Scott przykucnął przy Eve. Usłyszał bicie jej serca.
– Żyje.
– Co? Nie żartujesz? Tak! Tak! Nie zabiłem jej!– wykrzyknął radośnie, ale gdy Scott posłał mu znaczące spojrzenie, szybko się opamiętał.– Powinniśmy zabrać ją do szpitala.
– To chyba nie najlepszy pomysł.– oznajmił czarnowłosy. Rany na twarzy Eve zaczęły się goić. Stiles również to zauważył. Nie była już człowiekiem.– Jest zaginiona. Jeśli ją zobaczą, powiadomią twojego tatę. A wciąż nie wiemy co dokładnie się dzieję.
– Wcale nie muszą jej zobaczyć. Dzwoń do swojej mamy.
***
Stiles i Scott zabrali Eve do szpitala. Weszli tylnymi drzwiami, a Melissa zaprowadziła ich do pustej sali by nikt nie zobaczył ich. Zbadała Eve na tyle ile było to możliwe. Dziewczynie nic nie dolegało mimo że została potrącona przez samochód. Zaschnięte ślady po krwi na jej ciele, były jedynymi dowodami że w ogóle została ranna. Żadnych siniaków, złamań czy zwichnięcia. Była w pełni zdrowa. Jej źrenice reagowały normalnie, co oznaczało że nie miała nawet wstrząsu mózgu.
– Wyjdzie z tego?– zapytał z przejęciem Stiles. Piwnooki przygryzał nerwowo paznokieć. Zerknął zza Melissa'ę, gdzie na szpitalnym łóżku leżała Eve. Miała na sobie te same ubrania co na imprezie u Lydii, z jednym wyjątkiem, były pobrudzone krwią i ziemią.
– Nic jej nie będzie. Choć nie rozumiem co dokładnie się dzieje.– oznajmiła kobieta.

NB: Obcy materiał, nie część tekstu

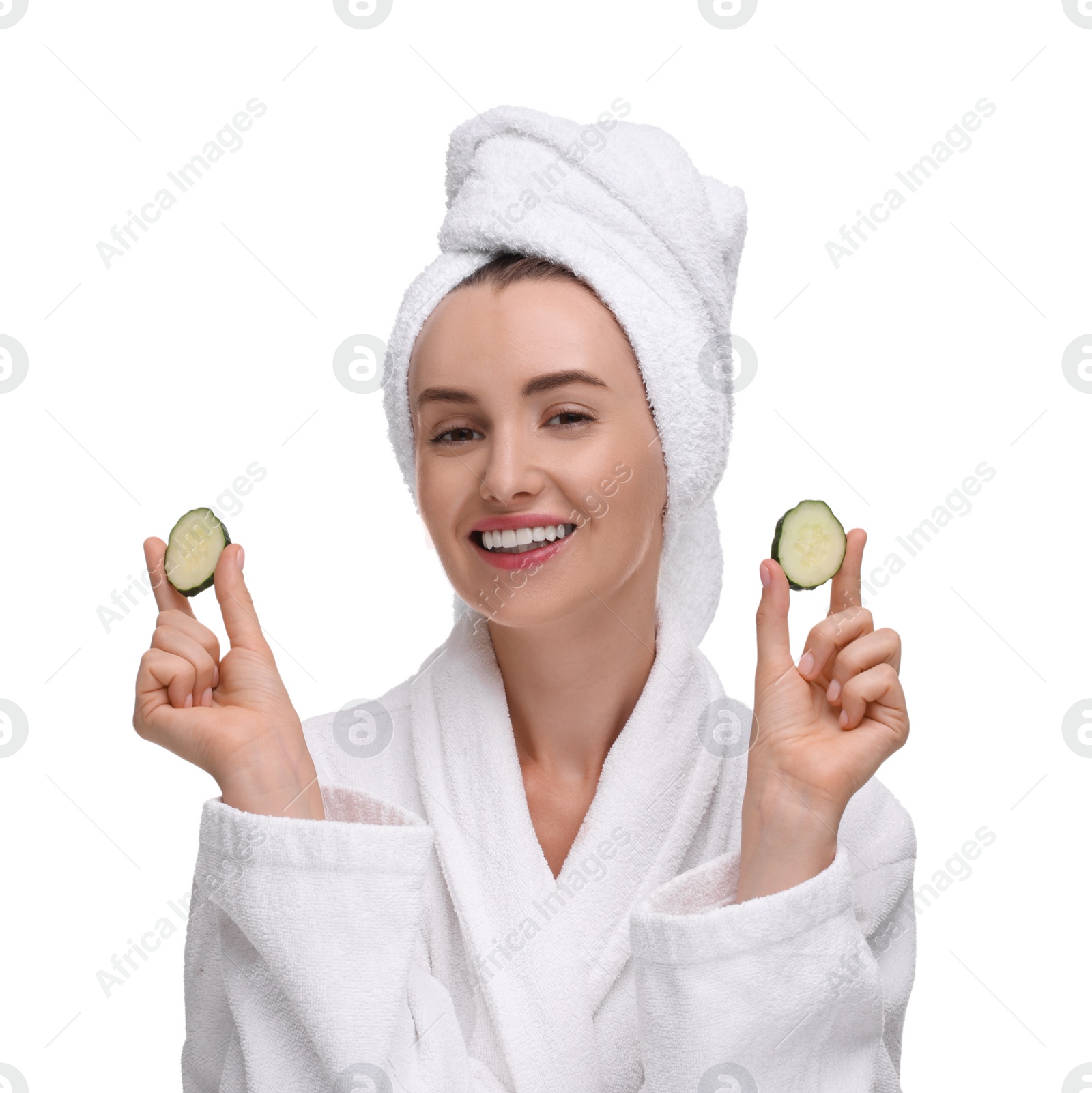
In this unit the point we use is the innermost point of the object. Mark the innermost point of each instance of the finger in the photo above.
(771, 622)
(241, 620)
(845, 586)
(181, 731)
(199, 632)
(827, 637)
(167, 671)
(879, 686)
(167, 596)
(174, 641)
(880, 647)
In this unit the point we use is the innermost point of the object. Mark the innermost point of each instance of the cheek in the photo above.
(439, 497)
(624, 493)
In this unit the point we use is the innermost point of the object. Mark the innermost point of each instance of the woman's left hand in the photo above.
(823, 727)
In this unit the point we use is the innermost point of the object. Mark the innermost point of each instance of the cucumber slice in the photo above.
(809, 544)
(192, 549)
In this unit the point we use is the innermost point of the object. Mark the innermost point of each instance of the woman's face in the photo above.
(529, 412)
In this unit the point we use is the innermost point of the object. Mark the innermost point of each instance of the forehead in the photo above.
(488, 335)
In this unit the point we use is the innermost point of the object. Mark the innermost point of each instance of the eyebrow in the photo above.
(534, 386)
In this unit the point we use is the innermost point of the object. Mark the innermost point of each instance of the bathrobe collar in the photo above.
(547, 951)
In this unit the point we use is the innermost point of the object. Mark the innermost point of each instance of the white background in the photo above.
(881, 385)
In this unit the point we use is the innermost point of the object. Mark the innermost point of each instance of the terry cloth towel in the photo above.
(417, 939)
(624, 208)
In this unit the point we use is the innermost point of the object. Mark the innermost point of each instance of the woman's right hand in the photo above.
(232, 716)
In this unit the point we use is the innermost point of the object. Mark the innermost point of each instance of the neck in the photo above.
(573, 684)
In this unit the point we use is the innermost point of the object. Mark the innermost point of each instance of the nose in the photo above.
(512, 473)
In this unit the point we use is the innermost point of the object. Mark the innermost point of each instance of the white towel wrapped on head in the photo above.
(661, 244)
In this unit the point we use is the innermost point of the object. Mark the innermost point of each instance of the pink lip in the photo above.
(518, 521)
(529, 557)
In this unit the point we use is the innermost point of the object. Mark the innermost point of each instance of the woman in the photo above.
(558, 857)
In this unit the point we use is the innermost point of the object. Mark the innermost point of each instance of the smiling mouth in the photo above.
(521, 540)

– Sami jeszcze do końca nie wiemy. Obiecuję że wyjaśnię ci wszystko później.
Melissa niemrawo przytaknęła głową po czym opuściła salę. Scott w międzyczasie zadzwonił do Lydii i Malii aby przekazać im że znaleźli Eve. Stiles został przy łóżku czarnowłosej. Dobrze było widzieć ją żywą.

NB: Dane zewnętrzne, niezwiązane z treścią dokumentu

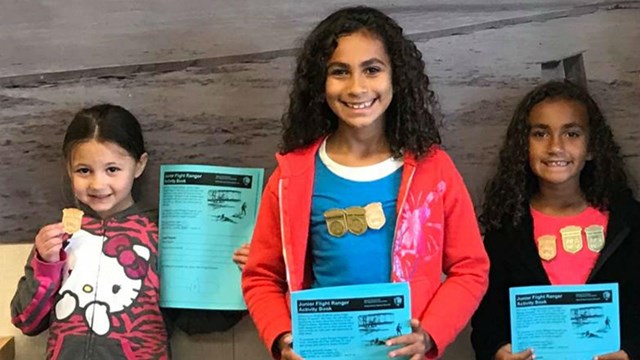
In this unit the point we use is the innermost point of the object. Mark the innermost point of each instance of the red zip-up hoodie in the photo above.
(436, 233)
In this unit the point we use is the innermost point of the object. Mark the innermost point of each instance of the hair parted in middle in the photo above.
(410, 124)
(602, 180)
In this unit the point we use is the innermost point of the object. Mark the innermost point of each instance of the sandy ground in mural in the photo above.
(230, 115)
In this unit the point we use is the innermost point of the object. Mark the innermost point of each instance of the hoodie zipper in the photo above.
(395, 231)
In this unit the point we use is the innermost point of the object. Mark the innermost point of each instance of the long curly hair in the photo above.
(409, 121)
(508, 193)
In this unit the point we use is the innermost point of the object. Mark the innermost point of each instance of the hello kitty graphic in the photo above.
(101, 278)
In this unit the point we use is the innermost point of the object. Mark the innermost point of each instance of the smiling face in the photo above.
(102, 175)
(359, 85)
(558, 142)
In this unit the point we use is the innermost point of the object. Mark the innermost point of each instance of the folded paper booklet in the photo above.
(574, 322)
(206, 212)
(349, 322)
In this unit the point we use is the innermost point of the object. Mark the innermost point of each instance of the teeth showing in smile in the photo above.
(360, 105)
(557, 163)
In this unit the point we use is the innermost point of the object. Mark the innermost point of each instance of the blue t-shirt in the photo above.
(352, 259)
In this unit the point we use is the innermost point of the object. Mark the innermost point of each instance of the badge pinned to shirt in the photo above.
(375, 216)
(356, 222)
(356, 219)
(571, 239)
(595, 237)
(547, 249)
(336, 220)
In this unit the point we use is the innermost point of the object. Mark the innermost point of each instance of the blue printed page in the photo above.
(206, 212)
(349, 322)
(565, 322)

Eve poruszyła dłońmi jakby próbowała coś zacisnąć, jej oczy szybko poruszały się pod powiekami, a twarz wykrzywiała jakby była zdenerwowana.

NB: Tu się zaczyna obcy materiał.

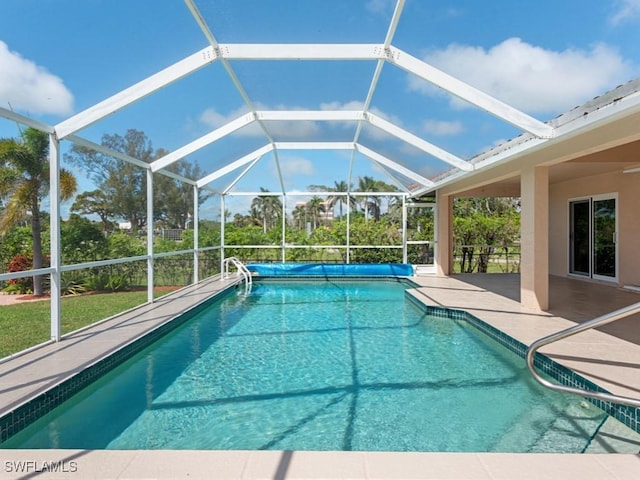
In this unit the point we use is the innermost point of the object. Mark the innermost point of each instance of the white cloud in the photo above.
(380, 6)
(294, 166)
(443, 128)
(528, 77)
(29, 87)
(291, 130)
(625, 11)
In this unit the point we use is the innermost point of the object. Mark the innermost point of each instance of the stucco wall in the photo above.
(627, 186)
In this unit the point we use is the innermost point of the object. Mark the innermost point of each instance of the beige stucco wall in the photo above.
(627, 187)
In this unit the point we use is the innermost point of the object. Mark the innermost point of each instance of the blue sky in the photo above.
(59, 57)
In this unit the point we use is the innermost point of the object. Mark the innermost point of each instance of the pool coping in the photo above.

– Eve?– Stiles pochyliła się nad czarnowłosą. Nagle dziewczyna otworzyła oczy, ale jej tęczówki nie były normalne, świeciły na zielono. Piwnooki cofnął się gwałtownie. Eve poderwała się do siadu i zeskoczyła nagle z łóżka. Oddychała ciężko, a z jej palców wyrosły długie pazury. Stiles cofnął się na drugi koniec pomieszczenia. Eve spojrzała na niego.– Spokojnie, nikt cię nie skrzywdzi.– uniósł dłonie w uspokajającym geście. Nie chciał jej sprowokować, zwłaszcza po tym jak ją potrącił. Mogła nie być zadowolona z tego powodu. Eve warknęła na co Stiles wzdrygnął się. Wtedy do sali wszedł Scott, ustał w wejściu. Eve rozejrzała się po pomieszczeniu po czym ruszyła do okna. Wyskoczyła rozbijając szybę. Byli na pierwszym piętrze więc upadek nie zabolał ją. Jednak z jakiegoś powodu upadła na kolana. Jej ciało zaczęło się zmieniać. Ubrania rozdały się. Przemieniła się w panterę. Ryknęła głośno po czym, już w zwierzęcej formie, ruszyła w kierunku lasu.
– Co się stało?– zapytał Scott gdy razem z Stiles'em podeszli do rozbitego okna. Wyszedł tylko na moment.
– Chyba nie ucieszyła się na mój widok.